We can help our clients by setting expectations for a tax season that may be fraught with delays. Filing early is an excellent proactive measure, but it may not prevent a refund from being held up. With heightened security around identity theft, any of our clients may find their refunds withheld indefinitely with little explanation from the IRS.
In addition, we may find it necessary to help our clients understand the limits of their control over tax return identity theft. For example, it might help to alert our clients that putting credit freezes on their credit accounts after being notified that their information was compromised may help prevent credit card fraud, but it is unlikely to prevent tax return fraud; a credit freeze does nothing to stop an identity thief who has enough of a client’s personal identifiable information from filing a fraudulent tax return in their names.
Though state definitions may differ slightly, personal identifiable information (PII) is any data that could potentially identify a specific individual. PII generally includes any of the following: an individual’s name, date of birth, credit card numbers, social security number, financial records, credit report date, state identification or driver’s license number, telephone numbers, addresses, names of relatives, photographs, or anything else that can be used to identify an individual.
We can help our clients be proactive against potential tax identity theft by giving them a little nudge just after the New Year. We can call them in early January to review their prior year’s return and discuss the information documents and receipts for potentially deductible expenses they will need to complete their returns for the current tax year – and ask to set up their tax appointments for the earliest possible time, while letting them know about our concerns for the upcoming filing season.
A client who has already been a victim of identity theft tax fraud may be eligible for an Identity Protection Personal Identification Number (IP PIN). An IP PIN is an assigned number that is used when filing to authenticate the tax filer’s identity. Any client whose Social Security number has been compromised and who has been informed by the IRS of a possible identity theft tax fraud, or whose e-filed return is rejected as a duplicate, should complete and file Form 14030, Identity Theft Affidavit. In addition, clients who filed a tax return last year in Georgia, Florida, or Washington D.C. are able to obtain an IP PIN.
Once our clients file their returns, they may want to set up an account with the IRS that allows them to monitor the details of their tax activity. While it can be a bit of a hassle to set up, being able to check in on the activity might provide them with the extra peace of mind they need if they are concerned.

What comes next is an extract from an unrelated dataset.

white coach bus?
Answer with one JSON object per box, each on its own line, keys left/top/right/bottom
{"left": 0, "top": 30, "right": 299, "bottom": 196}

Despite the additional worry caused by the data breach, there is quite a bit to be hopeful about that we can share with our clients. The IRS and its Security Summit Partners have been making steady progress over the past several years in combatting tax identity theft. The number of identity theft returns has been declining since 2015, and the number of people who are reporting themselves to be identify theft victims has also been declining substantially.
The tax industry has been sharing data points that have helped the IRS and states identify potential identity theft fraud – and this year they will be sharing more data points than they have in past years, which should help to further reduce tax related fraud. Additionally, the IRS and Security Summit Partners are continuing to share information about emerging identity theft schemes in the Identity Theft Tax Refund Fraud information and Sharing and Analysis Center.
While the Equifax breach may have exposed enough PII for someone to file a fake return, new protections are in place that may prevent them if they try. The IRS and Security Summit Partners from the federal, state, and private sectors are further refining the existing tax return security protections for the 2018 tax season. For example, beginning in 2018, 66 million W-2 forms will include a new “Verification Code” box (Box 9 of the W-2 Form) that will authenticate their W-2 as they file their tax return.
Even with the incredible progress being made to combat identity theft, keeping W-2 and other financial data secure remains critical – especially for our clients whose PII has been compromised. The holiday season is a great time not only for end of year tax planning, but also to remind our clients of the need for vigilance in keeping their information secure. This includes never sending confidential documents containing PII to anyone via email, ensuring documents are stored in a secure location, shredding documents before disposing of them, maintaining firewalls, practicing safe web browsing, using best practices for password creation, and understanding how to identify and avoid social engineering schemes.
Data breaches are beyond our control. Once an identity thief gets hold of our clients’ personal information, there is little we can do to prevent tax identity theft from happening to them. But we can still help by encouraging our clients to file as early as possible, monitor the activity in their accounts, and to be vigilant about their information and cyber security in order to minimize any resulting damage from compromised personal data.